Thursday, March 8, 2012

Books: Briar Rose by Robert Coover

From my other blog Palimpsest


Briar Rose
by Robert Coover

"You are one of the lucky ones, the old crone says, wagging a gnarled finger at her. Your sisters were locked away in iron towers, lamed and stuck in kitchens, sent to live with savage beasts. They had their hands and feet cut off, were exiled, raped, imprisoned, reviled, monstrously deformed, turned to stone, and killed. Even worse: many of them had their dreams come true. My sisters? Yes, well long ago. Dead now of course."

This is a very odd story. It isn't even really a story. It is more of a post modernist exploration of the quest for a sleeping beauty.

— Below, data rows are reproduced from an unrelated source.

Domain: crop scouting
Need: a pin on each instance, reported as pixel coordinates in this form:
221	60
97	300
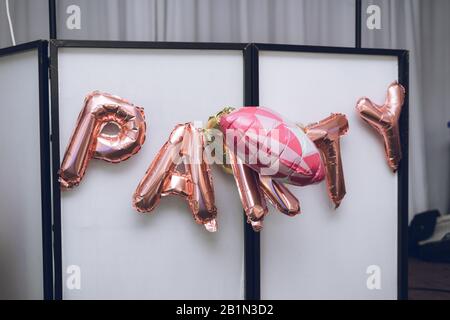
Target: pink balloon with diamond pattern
272	146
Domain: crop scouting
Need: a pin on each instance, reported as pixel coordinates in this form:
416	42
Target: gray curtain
421	26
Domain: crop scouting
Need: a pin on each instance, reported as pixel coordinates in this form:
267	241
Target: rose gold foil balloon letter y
89	141
384	119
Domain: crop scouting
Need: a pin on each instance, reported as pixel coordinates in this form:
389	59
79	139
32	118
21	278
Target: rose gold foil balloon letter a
194	183
384	119
89	141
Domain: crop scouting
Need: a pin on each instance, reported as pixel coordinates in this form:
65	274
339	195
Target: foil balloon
252	197
253	188
89	139
326	135
384	119
194	183
271	146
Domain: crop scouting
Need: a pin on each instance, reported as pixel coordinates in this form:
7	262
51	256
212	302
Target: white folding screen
21	232
326	253
165	254
115	252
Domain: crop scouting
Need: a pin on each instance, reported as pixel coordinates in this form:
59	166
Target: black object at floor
430	237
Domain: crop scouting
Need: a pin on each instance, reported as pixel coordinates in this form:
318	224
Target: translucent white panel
21	274
324	253
123	254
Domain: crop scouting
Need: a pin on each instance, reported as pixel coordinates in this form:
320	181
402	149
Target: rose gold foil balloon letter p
384	119
89	140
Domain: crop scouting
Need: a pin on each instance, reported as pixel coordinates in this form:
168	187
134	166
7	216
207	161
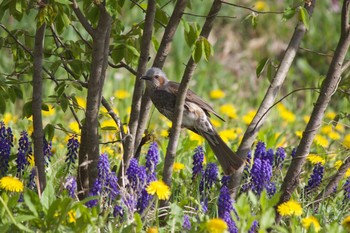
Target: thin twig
251	9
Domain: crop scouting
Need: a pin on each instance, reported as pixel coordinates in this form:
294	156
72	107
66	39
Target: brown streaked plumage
195	117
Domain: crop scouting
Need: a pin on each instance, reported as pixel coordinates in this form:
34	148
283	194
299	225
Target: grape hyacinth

There are three characters: the Prince, the Beauty, and the Old Crone. The action: the Prince is struggling through the briars, his confidence waining as the thorns thicken, and he obsessively turns over and over his mission, his destiny, the possible outcomes, and the reasons why, eventually drowning in his thoughts.

The Beauty sleeps and dreams of "princes" waking her with odd and disturbing sexual acts - her father, dead princes, a gang of drunken peasants etc. She believes they are all trying to remove the thorn from her, which pricks her in a hidden place. She is comforted by her frequent trips to the safety of the kitchen/ nursery/ her parents room (in the dream state it can be all at once), where she speaks with the Old Crone, the fabled fairy responsible for her pricking. The author claims Sleeping Beauty has no memory, but she has memories of remembering, so (I assume) is left with a constant state of deja vu. She knows she is asleep, and is trapped in this dream-thick stasis.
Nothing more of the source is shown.